Why did Dell only release one node? Isilon uses Forward Error Correction. If there is a power outage and a single node loses its journal, the cluster can reconstruct that data using the parity of the healthy nodes. If we had forced the two affected nodes (2 and 4) offline and a power failure occurred, we would lose the journals from both simultaneously. This would exceed the to Fault tolerance, resulting in irreversible file system corruption.

Step 3: Isolate nodes from user traffic (SmartConnect)

To prevent the load balancer from sending users to the blocked nodes, we paused their participation in the production pools.

By removing read-only node 2, we regain access to the administration page with the admin account.

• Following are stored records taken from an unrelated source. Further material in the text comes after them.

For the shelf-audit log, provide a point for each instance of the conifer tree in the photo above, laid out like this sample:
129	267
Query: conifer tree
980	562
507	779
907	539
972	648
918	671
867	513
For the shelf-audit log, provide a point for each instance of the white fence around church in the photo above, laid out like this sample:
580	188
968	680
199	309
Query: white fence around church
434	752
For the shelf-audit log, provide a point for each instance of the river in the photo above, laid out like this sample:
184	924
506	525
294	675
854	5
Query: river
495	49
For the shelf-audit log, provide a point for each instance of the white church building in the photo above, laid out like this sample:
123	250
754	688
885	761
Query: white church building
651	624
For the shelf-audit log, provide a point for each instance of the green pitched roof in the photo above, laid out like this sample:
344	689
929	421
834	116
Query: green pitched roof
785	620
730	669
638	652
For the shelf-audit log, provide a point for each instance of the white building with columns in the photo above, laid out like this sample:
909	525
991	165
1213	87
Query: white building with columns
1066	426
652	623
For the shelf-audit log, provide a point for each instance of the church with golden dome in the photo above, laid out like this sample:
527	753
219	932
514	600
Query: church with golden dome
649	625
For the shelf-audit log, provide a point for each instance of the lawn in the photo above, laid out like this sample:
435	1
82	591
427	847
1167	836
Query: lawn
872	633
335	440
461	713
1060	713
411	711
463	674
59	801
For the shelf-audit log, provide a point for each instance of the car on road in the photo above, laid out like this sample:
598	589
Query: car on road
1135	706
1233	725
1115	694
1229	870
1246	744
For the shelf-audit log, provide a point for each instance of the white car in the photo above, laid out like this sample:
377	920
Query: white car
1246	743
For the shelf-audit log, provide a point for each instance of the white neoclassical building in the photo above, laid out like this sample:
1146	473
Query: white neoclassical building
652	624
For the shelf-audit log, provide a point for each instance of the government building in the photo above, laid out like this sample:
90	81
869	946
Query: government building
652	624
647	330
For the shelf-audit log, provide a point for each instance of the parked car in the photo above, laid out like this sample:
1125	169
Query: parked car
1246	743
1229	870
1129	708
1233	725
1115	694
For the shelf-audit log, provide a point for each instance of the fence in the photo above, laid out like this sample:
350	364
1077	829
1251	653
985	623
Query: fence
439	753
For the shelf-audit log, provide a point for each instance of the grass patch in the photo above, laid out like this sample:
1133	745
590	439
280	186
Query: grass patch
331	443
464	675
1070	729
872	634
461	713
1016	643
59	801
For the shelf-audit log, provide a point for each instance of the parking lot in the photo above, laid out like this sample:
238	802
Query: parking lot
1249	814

Log in and follow the steps below.

1. Network Configuration

2. Edit SMB Pool

3. Edit the details

4. Suspend the affected nodes

Conclusion

This workaround saved the local operation without forcing us to set up the Disaster Recovery environment on our replica, but it left us operating with a very thin safety net while the batteries are replaced.

Golden Rules:

Never underestimate a OneFS hardware alert; its priority is always protecting data, not keeping the network up and running.
Never force a node out of Read-Only mode without understanding your cluster’s fault tolerance.

Secure your UPS systems, closely monitor capacity (being at 92% dramatically reduces your margin for error), and have your SyncIQ policies ready for failover if local intervention is too risky.